Carala burst out in relieved laughter, tears spilling down her cheeks as they had not done when she had slain Syerre. Ammas shook his head. Barthim only chuckled and said, "This was no dream, good Denisius. You are being as much a wolf-slayer as any of us here."

"Oh," Denisius said lamely. He realized Ammas was bandaging his hand, and he had a queer sense of doubling, wondering if the cursewright was about to tell him he had contracted the Yellow Death again. "What was that flame?"

"It's a skymetal blade," Ammas replied. "It needs to be wielded by someone who has tamed it with a spirit, or trained with it. Else it can lose control. You're not badly hurt. Just a scalding."

"Oh," Denisius said again with a sigh. "Casimir is trained?"

"More than you are," said Casimir with a smile.

"Are the rates for this less than curing the Yellow Death?"

"No rates," Ammas smiled a little. "Consider this my thanks for service above and beyond the call of duty, Lord Marhollow."

Denisius laughed and lay back. To one side lay the wolf Nashal, bloody and dead. He remembered the furious gleam in Carala's eye when she had slashed Syerre's throat, thinking he understood it better now. When that creature had taken off, every inch of him had wanted nothing but to stop it, stop it from betraying them or harming anyone else, no matter what price had to be paid.

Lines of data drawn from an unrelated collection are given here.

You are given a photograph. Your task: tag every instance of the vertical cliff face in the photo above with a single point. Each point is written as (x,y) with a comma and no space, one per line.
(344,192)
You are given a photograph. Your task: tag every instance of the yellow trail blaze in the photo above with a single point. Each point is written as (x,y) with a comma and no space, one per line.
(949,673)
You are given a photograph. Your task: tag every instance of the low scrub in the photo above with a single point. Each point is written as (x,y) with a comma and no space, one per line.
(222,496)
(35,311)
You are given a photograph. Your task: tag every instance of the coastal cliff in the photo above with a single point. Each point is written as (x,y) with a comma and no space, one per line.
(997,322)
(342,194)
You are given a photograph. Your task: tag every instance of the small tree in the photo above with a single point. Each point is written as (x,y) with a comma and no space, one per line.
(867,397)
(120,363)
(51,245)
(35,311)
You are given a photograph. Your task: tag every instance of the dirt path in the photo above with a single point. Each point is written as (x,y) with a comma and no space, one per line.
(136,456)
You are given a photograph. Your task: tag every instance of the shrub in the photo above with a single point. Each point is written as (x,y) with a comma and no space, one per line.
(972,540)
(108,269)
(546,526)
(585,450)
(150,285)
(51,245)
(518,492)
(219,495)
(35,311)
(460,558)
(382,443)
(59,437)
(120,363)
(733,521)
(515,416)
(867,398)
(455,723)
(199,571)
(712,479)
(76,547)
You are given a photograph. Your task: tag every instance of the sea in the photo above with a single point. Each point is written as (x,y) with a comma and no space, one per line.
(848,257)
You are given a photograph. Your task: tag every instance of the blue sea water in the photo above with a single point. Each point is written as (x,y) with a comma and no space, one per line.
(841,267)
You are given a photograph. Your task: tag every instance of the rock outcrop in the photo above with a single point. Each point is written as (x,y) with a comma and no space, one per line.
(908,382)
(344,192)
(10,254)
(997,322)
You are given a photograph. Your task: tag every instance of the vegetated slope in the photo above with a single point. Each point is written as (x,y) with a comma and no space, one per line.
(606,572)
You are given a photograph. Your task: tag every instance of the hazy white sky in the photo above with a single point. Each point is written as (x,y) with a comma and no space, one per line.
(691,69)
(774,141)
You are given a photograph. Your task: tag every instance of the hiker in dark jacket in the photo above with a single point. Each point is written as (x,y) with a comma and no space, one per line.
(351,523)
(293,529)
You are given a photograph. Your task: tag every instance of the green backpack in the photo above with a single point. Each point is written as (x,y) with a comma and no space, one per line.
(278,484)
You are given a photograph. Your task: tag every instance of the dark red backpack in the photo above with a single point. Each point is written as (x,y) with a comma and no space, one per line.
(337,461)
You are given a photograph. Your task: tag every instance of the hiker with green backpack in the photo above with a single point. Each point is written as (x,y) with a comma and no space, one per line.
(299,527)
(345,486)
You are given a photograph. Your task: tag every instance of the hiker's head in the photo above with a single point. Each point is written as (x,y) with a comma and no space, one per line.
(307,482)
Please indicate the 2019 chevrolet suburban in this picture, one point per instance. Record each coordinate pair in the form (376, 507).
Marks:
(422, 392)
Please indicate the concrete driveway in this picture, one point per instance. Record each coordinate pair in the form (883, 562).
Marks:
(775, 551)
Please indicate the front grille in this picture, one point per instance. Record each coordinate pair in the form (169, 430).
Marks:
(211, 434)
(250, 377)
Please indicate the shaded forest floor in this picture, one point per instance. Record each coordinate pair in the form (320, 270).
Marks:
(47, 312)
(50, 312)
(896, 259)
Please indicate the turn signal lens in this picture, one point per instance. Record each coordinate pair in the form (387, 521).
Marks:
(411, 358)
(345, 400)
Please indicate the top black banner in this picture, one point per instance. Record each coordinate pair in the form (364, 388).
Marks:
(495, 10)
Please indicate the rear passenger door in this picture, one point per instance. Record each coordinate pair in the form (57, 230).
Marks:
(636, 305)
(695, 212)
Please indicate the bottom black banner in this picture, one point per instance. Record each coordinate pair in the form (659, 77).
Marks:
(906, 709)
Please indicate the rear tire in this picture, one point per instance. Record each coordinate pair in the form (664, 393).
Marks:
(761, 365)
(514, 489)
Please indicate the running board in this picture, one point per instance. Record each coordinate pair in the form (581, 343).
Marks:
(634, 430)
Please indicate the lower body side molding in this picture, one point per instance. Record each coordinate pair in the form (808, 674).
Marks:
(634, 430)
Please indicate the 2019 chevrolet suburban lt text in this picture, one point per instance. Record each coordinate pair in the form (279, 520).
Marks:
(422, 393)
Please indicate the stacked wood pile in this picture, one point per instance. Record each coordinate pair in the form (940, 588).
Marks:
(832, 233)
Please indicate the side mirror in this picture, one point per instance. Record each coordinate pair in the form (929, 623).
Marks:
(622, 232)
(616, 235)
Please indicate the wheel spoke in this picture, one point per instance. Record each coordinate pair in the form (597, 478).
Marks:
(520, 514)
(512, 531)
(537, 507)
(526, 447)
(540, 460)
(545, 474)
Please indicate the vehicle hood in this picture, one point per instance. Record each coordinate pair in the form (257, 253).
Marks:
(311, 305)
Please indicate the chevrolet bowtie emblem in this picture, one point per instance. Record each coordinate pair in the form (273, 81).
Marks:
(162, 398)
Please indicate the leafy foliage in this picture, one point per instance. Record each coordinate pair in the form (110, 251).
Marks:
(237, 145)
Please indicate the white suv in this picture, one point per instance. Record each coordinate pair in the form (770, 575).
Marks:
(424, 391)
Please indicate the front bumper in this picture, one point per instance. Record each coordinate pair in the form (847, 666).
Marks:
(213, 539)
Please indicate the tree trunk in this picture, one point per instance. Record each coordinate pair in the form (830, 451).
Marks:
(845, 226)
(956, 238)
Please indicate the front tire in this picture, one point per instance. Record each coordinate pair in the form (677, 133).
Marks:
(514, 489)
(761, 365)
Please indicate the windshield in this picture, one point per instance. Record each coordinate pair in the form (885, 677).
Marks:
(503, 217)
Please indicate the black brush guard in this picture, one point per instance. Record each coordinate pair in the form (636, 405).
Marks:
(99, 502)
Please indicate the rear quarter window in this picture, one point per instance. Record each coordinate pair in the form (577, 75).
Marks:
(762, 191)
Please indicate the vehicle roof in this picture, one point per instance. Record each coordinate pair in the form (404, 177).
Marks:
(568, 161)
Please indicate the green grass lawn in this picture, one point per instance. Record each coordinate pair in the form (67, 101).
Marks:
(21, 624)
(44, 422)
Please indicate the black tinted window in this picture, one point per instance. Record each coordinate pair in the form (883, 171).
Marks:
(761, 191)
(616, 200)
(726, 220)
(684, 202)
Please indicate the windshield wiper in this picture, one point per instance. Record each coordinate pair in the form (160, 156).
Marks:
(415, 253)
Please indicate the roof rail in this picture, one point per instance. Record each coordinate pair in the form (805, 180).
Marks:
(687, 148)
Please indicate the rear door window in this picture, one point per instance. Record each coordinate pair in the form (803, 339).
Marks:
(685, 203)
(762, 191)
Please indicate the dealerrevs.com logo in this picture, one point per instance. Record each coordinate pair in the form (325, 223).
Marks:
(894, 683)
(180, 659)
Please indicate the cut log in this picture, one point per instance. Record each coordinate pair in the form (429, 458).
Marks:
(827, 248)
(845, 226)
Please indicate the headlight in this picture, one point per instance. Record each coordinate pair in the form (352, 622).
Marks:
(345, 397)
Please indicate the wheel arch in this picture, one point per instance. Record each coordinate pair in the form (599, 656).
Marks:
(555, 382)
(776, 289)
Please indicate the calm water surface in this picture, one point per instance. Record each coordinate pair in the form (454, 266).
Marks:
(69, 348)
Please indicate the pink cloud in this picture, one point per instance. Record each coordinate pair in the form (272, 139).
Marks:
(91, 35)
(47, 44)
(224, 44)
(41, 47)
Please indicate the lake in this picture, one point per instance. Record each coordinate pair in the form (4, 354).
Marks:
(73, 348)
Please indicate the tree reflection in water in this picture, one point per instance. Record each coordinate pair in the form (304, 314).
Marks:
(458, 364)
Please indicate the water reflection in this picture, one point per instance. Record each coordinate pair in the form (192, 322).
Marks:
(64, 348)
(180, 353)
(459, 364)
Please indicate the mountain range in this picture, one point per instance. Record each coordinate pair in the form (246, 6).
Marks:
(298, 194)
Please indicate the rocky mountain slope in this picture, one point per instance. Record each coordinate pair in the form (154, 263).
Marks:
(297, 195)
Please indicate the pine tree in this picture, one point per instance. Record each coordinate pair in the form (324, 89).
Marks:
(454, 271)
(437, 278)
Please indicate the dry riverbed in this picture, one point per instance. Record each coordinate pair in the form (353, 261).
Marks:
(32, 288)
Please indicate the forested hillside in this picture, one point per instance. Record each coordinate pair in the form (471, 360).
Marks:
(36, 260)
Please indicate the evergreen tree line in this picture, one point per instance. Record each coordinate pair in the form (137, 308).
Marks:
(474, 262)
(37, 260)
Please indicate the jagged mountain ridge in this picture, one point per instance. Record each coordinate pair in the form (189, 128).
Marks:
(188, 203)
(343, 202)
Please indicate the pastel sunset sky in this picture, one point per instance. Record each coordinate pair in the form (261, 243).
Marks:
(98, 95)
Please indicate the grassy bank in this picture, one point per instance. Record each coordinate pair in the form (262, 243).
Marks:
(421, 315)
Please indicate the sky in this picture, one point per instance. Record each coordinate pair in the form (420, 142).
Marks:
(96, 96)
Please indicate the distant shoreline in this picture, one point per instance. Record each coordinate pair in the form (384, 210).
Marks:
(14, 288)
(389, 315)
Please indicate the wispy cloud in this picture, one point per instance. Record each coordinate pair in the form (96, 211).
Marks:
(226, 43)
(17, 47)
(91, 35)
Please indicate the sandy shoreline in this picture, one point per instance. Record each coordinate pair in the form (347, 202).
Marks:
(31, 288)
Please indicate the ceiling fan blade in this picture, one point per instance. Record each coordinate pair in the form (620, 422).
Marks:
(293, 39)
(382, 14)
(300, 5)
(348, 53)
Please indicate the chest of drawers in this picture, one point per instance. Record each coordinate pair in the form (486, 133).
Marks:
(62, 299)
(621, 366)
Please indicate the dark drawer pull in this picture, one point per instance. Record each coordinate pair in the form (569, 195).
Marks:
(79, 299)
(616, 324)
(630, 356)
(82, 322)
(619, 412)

"We need to burn these wolves," Ammas said when he had finished doctoring Denisius's hand. Lord Marhollow sat up, nodding.

"The watchtower ought to make a nice oven for them," Vos suggested. "The Vilains already abandoned it."

Ammas nodded, looking now to Carala. "I think you know where we must go when we are done. Without delay."

Carala took Ammas's hand in her left, and Denisius's uninjured hand in her right, looking from one man to the other, a swell of love and gratitude for both of them suffusing her. The likes of it were something she had never felt in her life, and which she had wondered in her darker moments if a werewolf were even capable of feeling. They were rare enough feelings for any child of Somilius Deyn, even one without the wolf's blood in her veins.

They were both dear to her, but it was to Ammas she spoke. "Let us go to Gallowsport and put an end to this."

Ammas nodded, his gaze fierce and penetrating, his gray eyes shining as they had done when he had first sworn himself to her in a ruined temple in Munazyr.